1. A region parallel data loading apparatus in a deep convolutional neural network hardware parallel accelerator, comprising:

2. The parallel input register array of claim 1, wherein for a feature map stored in the input buffer and output by a hidden layer before a deep convolutional neural network algorithm layer, the parallel input register array provides a fast register region for data rearrangement, which simplifies the difficulty of input data arrangement; the parallel input register array can be repeatedly accessed, and when the data in the parallel input register array is invalidated, new data can be quickly written in from the input buffer; the register array supports random access, simultaneous parallel access and multi-path concurrent access, and the number of concurrent paths is not less than the number of parallel acceleration computing units in a deep convolutional neural network hardware parallel accelerator.
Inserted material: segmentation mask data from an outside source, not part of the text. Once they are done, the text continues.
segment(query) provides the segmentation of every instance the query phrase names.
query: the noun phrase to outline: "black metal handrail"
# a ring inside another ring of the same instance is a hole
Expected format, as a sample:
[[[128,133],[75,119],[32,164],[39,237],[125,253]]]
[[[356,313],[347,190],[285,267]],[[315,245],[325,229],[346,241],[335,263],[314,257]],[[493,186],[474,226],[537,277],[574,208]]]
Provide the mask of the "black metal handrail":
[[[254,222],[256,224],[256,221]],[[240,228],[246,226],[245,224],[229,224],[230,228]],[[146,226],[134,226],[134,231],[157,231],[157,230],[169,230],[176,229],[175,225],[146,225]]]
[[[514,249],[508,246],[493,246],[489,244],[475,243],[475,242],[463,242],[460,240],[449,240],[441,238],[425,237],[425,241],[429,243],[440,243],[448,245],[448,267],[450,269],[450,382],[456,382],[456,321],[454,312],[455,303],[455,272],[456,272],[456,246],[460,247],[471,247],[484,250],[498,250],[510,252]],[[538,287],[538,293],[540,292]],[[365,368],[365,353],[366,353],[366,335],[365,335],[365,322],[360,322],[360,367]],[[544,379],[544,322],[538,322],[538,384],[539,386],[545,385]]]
3. A method of designing a parallel input register array as claimed in claims 1-2, characterized in that the dimensioning is related to the instantiated dimensions of the array of parallel computing units, satisfying a specific design formula.

4. The parallel input data access engine of claim 1, comprising:

carrying out regional parallel and concurrent access on data in the parallel input register array, wherein the access is neither serial access nor random access of a full address space, and the number of concurrent access paths is not less than the number of parallel acceleration computing units in a deep convolutional neural network hardware parallel accelerator;

the regional data in the parallel input register array is repeatedly accessed according to a certain rule, so that the regional data coupling characteristic of the input characteristic diagram of the convolutional neural network algorithm layer can be exerted in the data region, and repeated data do not need to be repeatedly written into the parallel input register array in a large quantity.

5. The design method of the parallel input data access engine according to claim 1 and 4, characterized in that the area in the parallel input register array is subjected to regionalized parallel and concurrent access, which is neither serial access nor random access of the full address space; for the simultaneous and concurrent multiple access, the address calculation follows a specific calculation rule, and the conversion rule is simple. The design method can simplify the complexity of a hardware circuit in the hardware engine module and reduce the area and the power consumption.